Test: Deflect jest językiem angielskim i oznacza coś w rodzaju „odwróć uwagę, odeprzyj” – pod tym względem nazwa Specialized Deflect Glove mówi wszystko. Prosta czarna rękawiczka okazuje się być jednym z cieplejszych przedstawicieli swojej kategorii w teście, a także przemawia sprytnymi detalami.
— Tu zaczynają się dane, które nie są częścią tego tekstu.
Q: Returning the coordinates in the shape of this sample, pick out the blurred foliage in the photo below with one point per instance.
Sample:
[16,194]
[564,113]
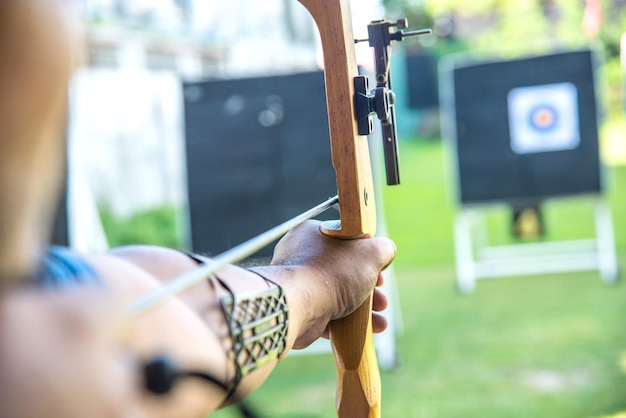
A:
[157,226]
[513,28]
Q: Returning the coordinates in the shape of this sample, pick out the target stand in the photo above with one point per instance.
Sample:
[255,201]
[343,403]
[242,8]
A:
[523,132]
[477,259]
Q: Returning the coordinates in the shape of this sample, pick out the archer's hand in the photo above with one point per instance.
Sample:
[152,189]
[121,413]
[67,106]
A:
[338,275]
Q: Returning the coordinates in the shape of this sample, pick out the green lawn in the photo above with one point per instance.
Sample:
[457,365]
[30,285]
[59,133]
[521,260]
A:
[542,346]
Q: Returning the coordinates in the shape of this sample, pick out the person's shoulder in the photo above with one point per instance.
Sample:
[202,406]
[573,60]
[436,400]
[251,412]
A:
[121,274]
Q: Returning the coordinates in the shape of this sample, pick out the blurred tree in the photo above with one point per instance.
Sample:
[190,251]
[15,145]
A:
[513,28]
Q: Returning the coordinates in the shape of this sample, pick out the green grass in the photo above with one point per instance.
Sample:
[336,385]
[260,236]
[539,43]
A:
[541,346]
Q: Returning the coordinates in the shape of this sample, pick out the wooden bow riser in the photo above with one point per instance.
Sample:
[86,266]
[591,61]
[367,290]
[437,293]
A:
[359,389]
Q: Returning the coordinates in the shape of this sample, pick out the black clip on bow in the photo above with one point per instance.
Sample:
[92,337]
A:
[381,99]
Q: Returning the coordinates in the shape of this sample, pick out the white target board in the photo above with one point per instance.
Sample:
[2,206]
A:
[543,118]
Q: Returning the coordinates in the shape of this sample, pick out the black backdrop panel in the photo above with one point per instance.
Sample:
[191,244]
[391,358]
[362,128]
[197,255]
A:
[258,154]
[488,168]
[422,80]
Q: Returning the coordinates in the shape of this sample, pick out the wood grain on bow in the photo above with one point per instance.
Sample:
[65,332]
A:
[359,390]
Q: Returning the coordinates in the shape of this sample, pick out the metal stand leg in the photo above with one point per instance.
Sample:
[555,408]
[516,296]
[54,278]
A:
[605,241]
[465,268]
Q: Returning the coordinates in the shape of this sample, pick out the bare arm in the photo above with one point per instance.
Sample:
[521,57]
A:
[323,279]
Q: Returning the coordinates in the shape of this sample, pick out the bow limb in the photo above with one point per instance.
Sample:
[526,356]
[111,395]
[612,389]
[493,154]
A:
[359,389]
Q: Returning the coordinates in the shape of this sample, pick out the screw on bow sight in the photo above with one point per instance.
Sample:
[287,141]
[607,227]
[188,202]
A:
[381,99]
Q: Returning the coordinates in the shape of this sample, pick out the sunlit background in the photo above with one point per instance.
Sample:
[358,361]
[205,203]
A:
[550,344]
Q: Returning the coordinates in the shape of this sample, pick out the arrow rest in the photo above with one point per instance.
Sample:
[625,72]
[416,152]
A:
[381,100]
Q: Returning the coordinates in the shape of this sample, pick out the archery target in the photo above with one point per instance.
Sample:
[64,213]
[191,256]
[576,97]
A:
[522,129]
[543,118]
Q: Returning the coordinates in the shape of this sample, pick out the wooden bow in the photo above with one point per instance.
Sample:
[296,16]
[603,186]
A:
[359,388]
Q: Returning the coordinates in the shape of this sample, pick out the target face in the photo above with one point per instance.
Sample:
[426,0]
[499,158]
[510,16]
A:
[543,118]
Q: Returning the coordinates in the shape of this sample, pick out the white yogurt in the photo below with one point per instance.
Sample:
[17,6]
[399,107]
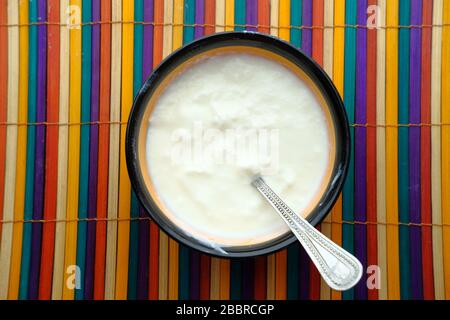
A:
[196,165]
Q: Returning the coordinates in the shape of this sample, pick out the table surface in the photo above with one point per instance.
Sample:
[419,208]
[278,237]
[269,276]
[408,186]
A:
[70,225]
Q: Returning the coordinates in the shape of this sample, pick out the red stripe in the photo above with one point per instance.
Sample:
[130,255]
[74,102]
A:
[371,169]
[51,158]
[154,231]
[153,262]
[317,55]
[3,98]
[425,145]
[103,152]
[260,278]
[205,272]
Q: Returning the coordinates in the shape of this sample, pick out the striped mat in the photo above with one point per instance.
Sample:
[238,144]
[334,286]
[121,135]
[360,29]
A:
[70,225]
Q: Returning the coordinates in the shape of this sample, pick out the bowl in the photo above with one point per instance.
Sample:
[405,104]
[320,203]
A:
[254,43]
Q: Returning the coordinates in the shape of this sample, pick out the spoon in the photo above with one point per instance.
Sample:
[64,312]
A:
[340,269]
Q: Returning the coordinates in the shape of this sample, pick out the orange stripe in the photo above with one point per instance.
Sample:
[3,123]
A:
[103,152]
[205,273]
[260,278]
[317,55]
[371,164]
[224,279]
[51,159]
[3,99]
[280,275]
[154,231]
[153,277]
[425,147]
[261,262]
[210,16]
[264,16]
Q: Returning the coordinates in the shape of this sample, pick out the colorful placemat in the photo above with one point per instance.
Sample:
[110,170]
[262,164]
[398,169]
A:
[70,224]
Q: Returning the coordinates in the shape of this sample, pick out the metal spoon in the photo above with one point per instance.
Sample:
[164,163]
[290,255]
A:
[340,270]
Cholewka Deflecta wyraźnie różni się od wielu innych konkurentów. Jest znacznie grubszy i mocniejszy bez żadnych wad pod względem elastyczności. Specialized wykorzystuje syntetyczną skórę na dłoni, która jest uzupełniona żelową wyściółką w obszarze dłoni. Prostotę rękawicy przerywa jedynie kilka odblaskowych wstawek takich jak logo Specialized na grzbiecie dłoni. Jak to w dzisiejszych czasach często bywa, palec wskazujący i kciuk posiadają powłoki umożliwiające obsługę ekranu dotykowego.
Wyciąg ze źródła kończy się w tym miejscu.